Pub Date: Sept. 24th, 2004
ISBN: 1-56512-368-9
Publisher: Algonquin

Third in a multigenerational saga (A Parchment of Leaves, 2002, etc.) of a Kentucky mountain family with tragedy to burn.

Easter and her younger sister Anneth are orphaned when their father dies in a cave-in at the Altamont Mine and their mother hangs herself shortly thereafter.The two and their brother Gabe are raised by their grandmothers: Serena, whose family settled in the shadow of the mountain at Free Creek; and Vine, a Cherokee whose land was on the other side of the mountain in an area that’s now a mine.
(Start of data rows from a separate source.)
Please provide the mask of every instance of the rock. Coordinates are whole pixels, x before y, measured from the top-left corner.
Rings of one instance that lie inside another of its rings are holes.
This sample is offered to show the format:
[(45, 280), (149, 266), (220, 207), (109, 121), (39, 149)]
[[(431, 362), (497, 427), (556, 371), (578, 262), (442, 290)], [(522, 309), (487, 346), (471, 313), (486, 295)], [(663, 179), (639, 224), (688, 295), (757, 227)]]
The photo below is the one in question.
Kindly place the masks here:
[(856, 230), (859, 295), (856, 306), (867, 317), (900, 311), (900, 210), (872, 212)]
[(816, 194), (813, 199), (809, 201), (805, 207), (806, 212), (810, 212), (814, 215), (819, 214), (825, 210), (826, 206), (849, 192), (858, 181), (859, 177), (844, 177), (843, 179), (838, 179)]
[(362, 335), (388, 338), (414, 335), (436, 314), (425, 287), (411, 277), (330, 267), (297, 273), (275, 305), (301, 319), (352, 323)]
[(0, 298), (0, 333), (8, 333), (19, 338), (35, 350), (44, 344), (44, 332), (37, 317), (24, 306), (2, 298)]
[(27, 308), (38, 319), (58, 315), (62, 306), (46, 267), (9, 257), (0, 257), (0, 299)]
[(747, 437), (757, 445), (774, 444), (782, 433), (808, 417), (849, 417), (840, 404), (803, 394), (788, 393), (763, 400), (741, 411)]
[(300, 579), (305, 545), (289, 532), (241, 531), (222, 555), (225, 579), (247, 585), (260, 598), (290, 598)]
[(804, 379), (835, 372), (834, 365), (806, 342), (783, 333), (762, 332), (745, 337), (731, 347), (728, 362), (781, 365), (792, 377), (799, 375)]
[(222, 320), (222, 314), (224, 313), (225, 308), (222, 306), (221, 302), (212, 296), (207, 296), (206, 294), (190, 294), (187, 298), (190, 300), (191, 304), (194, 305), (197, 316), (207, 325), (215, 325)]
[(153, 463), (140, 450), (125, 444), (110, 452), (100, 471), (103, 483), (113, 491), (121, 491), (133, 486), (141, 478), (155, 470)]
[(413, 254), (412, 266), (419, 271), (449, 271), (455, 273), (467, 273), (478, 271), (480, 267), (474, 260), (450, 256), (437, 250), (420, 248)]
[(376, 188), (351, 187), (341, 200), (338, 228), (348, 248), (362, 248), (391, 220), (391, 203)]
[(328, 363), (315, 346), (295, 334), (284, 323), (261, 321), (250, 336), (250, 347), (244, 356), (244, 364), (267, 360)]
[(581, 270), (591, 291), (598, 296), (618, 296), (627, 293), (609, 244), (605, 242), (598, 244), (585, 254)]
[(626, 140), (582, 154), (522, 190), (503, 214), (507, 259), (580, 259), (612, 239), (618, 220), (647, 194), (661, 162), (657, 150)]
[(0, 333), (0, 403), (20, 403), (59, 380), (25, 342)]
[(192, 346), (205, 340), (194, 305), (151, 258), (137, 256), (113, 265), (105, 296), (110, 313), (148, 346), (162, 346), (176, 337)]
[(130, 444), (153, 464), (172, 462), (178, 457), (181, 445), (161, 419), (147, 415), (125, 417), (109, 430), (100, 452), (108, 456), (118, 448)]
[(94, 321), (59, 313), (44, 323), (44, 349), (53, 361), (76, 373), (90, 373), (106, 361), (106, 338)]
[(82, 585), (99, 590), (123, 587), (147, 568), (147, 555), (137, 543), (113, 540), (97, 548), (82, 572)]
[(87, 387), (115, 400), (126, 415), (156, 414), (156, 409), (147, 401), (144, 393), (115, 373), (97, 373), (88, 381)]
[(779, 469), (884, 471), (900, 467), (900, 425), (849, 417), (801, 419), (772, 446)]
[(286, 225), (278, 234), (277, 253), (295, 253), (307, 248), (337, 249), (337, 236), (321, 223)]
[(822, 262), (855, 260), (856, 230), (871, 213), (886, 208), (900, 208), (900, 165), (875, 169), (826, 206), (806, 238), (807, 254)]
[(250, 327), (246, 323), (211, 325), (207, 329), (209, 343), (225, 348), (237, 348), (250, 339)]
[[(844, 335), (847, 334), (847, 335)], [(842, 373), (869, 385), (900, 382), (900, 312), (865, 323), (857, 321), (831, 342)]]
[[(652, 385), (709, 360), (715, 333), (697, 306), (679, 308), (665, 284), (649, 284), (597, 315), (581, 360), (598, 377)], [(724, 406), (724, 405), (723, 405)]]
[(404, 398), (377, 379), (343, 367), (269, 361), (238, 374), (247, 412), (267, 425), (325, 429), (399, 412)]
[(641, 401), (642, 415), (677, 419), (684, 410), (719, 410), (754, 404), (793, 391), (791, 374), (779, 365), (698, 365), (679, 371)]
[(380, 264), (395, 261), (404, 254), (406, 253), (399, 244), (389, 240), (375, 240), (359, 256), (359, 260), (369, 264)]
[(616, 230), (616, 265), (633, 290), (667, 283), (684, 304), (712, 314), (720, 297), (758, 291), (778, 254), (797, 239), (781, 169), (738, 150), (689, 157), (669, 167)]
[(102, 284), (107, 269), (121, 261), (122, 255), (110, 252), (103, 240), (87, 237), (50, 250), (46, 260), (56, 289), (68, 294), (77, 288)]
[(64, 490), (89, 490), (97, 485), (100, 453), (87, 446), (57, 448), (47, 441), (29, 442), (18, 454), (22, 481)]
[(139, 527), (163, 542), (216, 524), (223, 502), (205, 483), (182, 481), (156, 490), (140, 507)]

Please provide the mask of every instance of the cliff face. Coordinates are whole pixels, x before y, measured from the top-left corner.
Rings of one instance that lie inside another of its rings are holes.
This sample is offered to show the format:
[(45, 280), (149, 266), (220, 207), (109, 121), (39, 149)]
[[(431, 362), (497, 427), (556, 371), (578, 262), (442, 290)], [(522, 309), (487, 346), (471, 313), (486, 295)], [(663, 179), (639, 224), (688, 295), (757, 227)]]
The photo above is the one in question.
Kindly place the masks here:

Easter is a churchgoing Pentecostal who finds love with El, but grief when her only child is stillborn and she can’t have another. (The child has a blue birthmark similar to a “coal tattoo” that marks men who have survived cave-ins.) Anneth is a beauty whose wild streak draws her into drinking, barroom flirtations, and impulsive marriages to a Nashville-bound singer/guitarist, a wealthy mine foreman, and ultimately a dangerously controlling man. The relationship between the sisters is frayed by Anneth’s recklessness, but ultimately family ties endure when the Altamont mining company turns to strip mining, using coerced “broad form deeds,” and tries to bulldoze their mountain (“ . . . loving the land was a given, not something one could choose. . .”). When the sisters and their aunt stand in front of the bulldozers, the media plays up the incident, and the land is saved for now. Anneth falls in love with a draftee headed to Vietnam, discovers she’s pregnant, and promises to give the baby to Easter and El to raise. Both sisters are natural singers, and a motif about the coming of rock ’n’ roll in the 1960s adds an intriguing period dimension.

Sometimes marred by a monotony in its characterizations, but, overall, a gentle tale with appealingly flawed people and an exquisite sense of the quotidian.